After the first presidential debate, Donald Trump was criticized for accusing Hofstra of giving him a “defective mic.” Opponents of Trump dismissed the comments as a thinly veiled attempt at him trying to pull a red herring to move away from his poorly perceived performance. Trump said, “Did you notice that? My mic was defective within the room,” and no one bought it. Clinton even remarked that “anybody who complains about the microphone is not having a good night,” dismissing the remarks as nothing but a complaint from someone who was commonly believed to have lost the debate.
But what Trump said was true, according to the Debate Commission.
Friday afternoon, the Commission released a statement stating that “regarding the first debate, there were issues regarding Donald Trump’s audio that affected the sound level in the debate hall,” essentially admitting to the fact that the microphone was defective and broken.
Trump had been widely dismissed for a poor performance in the first debate, having lost almost every single scientific poll by a good margin that measured registered voters’ thoughts on who won the debate. Trump did, however, win almost every online poll — albeit highly unscientific.

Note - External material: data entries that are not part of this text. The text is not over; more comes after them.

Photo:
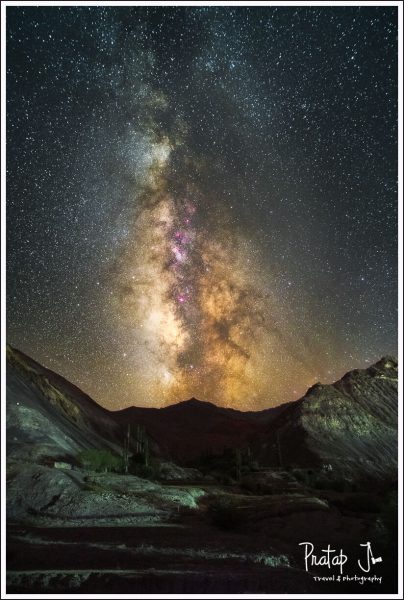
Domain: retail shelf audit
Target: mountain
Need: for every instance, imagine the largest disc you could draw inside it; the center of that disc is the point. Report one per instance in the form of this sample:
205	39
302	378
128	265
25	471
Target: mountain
48	417
349	427
189	429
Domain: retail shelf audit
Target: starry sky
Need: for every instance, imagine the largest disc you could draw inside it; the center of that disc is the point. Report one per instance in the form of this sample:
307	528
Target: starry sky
202	201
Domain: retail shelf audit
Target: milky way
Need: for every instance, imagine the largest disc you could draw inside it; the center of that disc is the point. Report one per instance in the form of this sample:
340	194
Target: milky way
202	201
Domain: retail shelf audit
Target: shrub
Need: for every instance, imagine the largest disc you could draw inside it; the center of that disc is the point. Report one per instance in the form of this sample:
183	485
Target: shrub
224	514
100	460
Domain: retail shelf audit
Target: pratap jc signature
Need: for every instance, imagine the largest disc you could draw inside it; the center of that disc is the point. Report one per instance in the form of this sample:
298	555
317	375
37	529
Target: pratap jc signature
330	559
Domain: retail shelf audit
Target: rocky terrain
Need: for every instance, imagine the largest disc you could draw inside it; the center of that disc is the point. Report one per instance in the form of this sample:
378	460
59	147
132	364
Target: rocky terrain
216	501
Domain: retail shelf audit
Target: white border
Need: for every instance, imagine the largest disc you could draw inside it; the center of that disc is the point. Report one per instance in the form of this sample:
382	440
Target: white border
222	3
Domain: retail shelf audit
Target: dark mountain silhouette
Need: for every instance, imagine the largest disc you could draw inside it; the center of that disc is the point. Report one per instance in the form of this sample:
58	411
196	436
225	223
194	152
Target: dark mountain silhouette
350	425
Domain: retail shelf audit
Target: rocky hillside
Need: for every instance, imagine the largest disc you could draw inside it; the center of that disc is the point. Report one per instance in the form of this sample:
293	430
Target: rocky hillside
348	427
48	417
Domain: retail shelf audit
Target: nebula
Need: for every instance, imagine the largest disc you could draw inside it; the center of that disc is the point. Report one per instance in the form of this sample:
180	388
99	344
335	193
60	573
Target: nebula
185	285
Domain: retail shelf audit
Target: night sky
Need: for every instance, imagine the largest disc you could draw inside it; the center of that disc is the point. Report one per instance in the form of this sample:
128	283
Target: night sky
202	201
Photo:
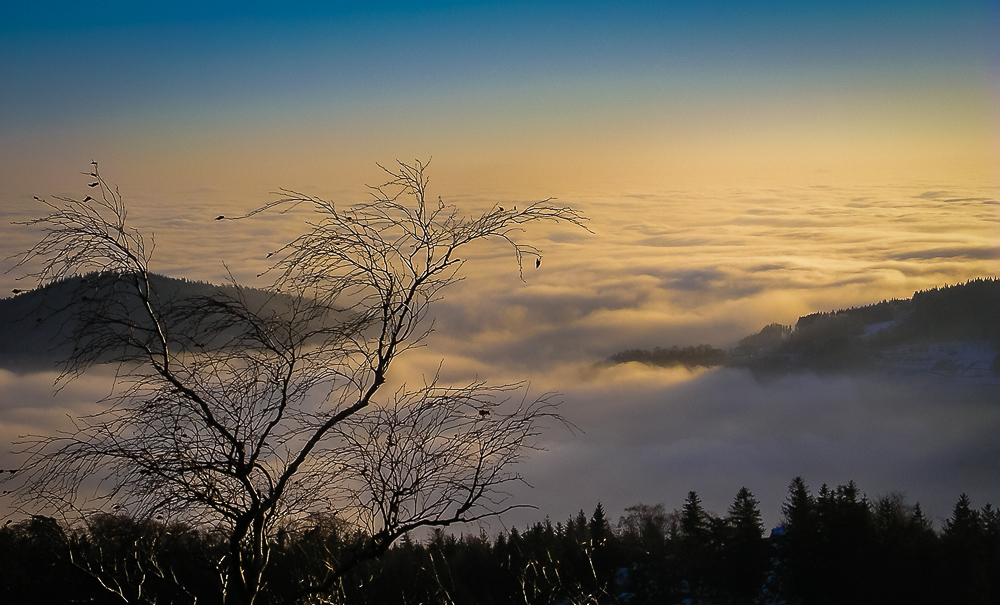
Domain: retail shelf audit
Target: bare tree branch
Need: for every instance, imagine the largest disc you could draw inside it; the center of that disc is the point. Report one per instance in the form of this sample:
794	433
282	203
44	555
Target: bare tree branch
243	410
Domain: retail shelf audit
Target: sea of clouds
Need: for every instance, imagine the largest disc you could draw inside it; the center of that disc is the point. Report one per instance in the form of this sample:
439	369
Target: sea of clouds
660	269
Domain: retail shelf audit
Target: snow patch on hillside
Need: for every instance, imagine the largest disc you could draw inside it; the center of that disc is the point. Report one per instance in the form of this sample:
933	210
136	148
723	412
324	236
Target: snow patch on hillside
965	361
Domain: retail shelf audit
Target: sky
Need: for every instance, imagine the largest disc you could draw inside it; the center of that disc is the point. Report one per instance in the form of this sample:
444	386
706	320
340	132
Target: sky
740	163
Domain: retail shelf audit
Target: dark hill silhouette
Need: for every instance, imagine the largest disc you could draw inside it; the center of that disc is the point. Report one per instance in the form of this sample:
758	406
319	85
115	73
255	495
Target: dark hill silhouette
951	330
36	325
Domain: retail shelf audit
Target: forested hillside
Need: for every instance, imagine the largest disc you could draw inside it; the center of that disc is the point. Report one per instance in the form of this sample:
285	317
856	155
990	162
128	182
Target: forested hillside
954	331
37	326
833	546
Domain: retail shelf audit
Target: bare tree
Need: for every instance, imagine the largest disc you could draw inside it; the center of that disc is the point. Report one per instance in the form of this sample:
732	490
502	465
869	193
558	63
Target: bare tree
243	409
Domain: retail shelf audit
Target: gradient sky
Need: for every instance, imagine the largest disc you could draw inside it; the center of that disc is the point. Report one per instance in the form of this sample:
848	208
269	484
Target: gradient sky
741	163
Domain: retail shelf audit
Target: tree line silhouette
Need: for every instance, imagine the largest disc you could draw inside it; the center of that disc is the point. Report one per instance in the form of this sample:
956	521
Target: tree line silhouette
834	546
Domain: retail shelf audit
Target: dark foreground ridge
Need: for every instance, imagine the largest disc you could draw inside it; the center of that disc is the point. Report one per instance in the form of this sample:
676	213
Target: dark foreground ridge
37	326
834	546
950	331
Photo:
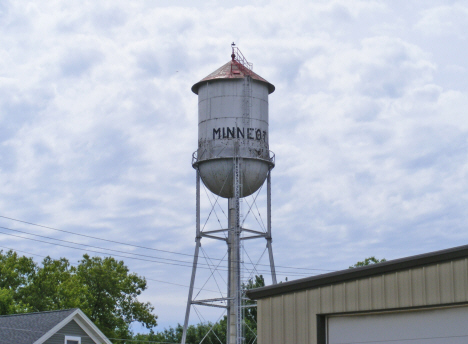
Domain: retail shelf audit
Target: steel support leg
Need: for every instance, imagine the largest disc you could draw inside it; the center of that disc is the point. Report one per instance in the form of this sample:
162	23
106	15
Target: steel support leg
195	260
269	240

Trump had more remarks on the microphone post-debate. “I was a little bit upset that the microphone in the room wasn’t working,” Trump told reporters on debate night. The next day, on Fox, he went on to complain even further about the microphone as people continued to dismiss his words, saying “My microphone in the room, they couldn’t hear me. I wonder if it was set up that way. It was terrible.”
The Commission on Presidential Debates hasn’t yet said what caused the microphone to be defective, only noting that it did have problems. Their statement was short, only the one sentence saying that it was in fact defective.